The Silicon Valley-headquartered Defense Innovation Unit issued a new solicitation Friday for AI and machine learning applications to boost the performance of the Navy’s maritime operations centers.
The sea service’s maritime operations centers, or MOCs, are part of the Navy’s approach to fleet-level command and control and are expected to be “the center” of how sailors fight in a distributed manner in future battles, according to the CNO Navigation Plan released last year.
“MOCs and the processes they execute, whether in one location or disaggregated, are how fleets convert data into information to deliver decision advantage for the commander. MOCs must be capable of integrating with the Joint Force, Allies, and partners to link our fleet commanders to the range of sensors, shooters, and effectors distributed across the battlespace. To integrate a maneuvering, distributed, information-centric fight requires that we treat MOCs as the weapons systems they are,” then-Chief of Naval Operations Adm. Lisa Franchetti wrote.
She tasked all fleet headquarters, beginning with Pacific Fleet, to have MOCs certified and proficient in command and control, information, intelligence, fires, movement and maneuver, protection, and sustainment functions by 2027.
Franchetti was fired in February by the Trump administration amid a broader removal of senior military leaders at the Pentagon in the early months of President Donald Trump’s second term. Adm. James Kilby has been performing the duties of CNO since then.
Navy leaders have identified AI as a tool that could help commanders and the MOCs.
“One area that can help in that is probably in the area of decision-making, in terms of whether it be AI or some other way of creating an advantage for the commander in terms of that OODA loop that [Pacific Fleet Commander] Adm. [Stephen] Koehler referred to, where we take all this tremendous amounts of data that we have and are able to fuse it quickly into a coherent picture that matches the commander’s timing and tempo and sequencing of events that needs to occur as he or she makes those decisions,” Vice Adm. Michael Vernazza, Naval Information Forces commander, said earlier this year at the WEST conference.

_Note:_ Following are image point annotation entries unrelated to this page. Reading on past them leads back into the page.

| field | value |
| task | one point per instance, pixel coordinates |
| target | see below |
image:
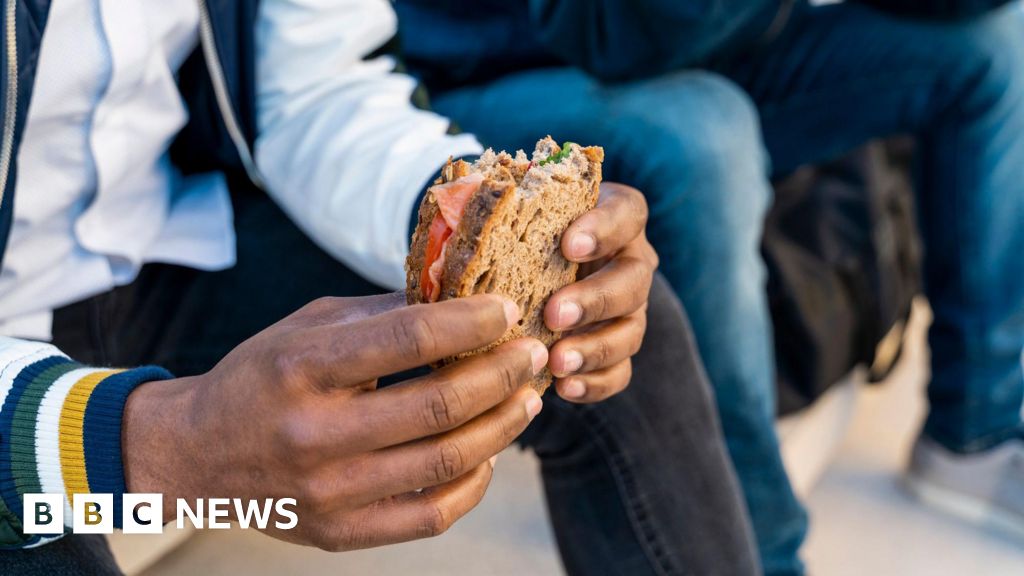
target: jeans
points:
(840, 75)
(691, 142)
(698, 148)
(639, 484)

The latest outreach to industry from the Defense Innovation Unit comes via a new solicitation for the Situational Awareness by Intelligent Learning Systems, or SAILS, program.
“U.S. Navy assets generate vast amounts of multi-source tactical data from various platforms, including space-based, shipboard, and airborne assets, as well as unstructured data (intelligence reports, watch logs, etc.) produced by sailors. Currently, Maritime Operations Centers (MOCs) must manage and analyze large volumes of multi-source data generated across the fleet to make critical resource allocation decisions for geographically dispersed fleet and national assets,” DIU officials wrote in a problem statement.
“The Navy seeks commercial AI/ML applications that accelerate the convergence of MOC-destined data inputs (e.g. intelligence reports, satellite-derived data, and existing common operational picture tools, etc.) to improve situational awareness for operators, and optimize existing decision support tools by offering track confidence scoring and real-time recommendations to assist commanders in allocating geographically dispersed resources (e.g. satellites, aircraft, vessels, etc),” they added.
Desired attributes for the technologies include watchfloor workflow automation via connection to third-party software and data platforms through APIs to deliver models developed for MOC use cases; provision of models to generate track confidence scores and threshold-based alerts to end-users; generation of sensor and resource allocation recommendations that take into account communication bandwidth conditions, geographic constraints, sensor reliability, past model performance, watchstander availability and other information to inform MOC commanders of asset availability and readiness; and “natural language-based model tuning that allows MOC end-users to interactively adjust objective functions, factors, and constraints” while ensuring that the model’s decision-making process is “maximally interpretable and/or explainable,” among other characteristics.
Solutions should enable role-based access control and cross-domain data sharing, comply with NIST 800-171 cybersecurity controls, support deployment on government or contractor-provided infrastructure and allow for operations across different classification levels, among other technical attributes, according to the solicitation.
Industry responses to the solicitation are due June 6.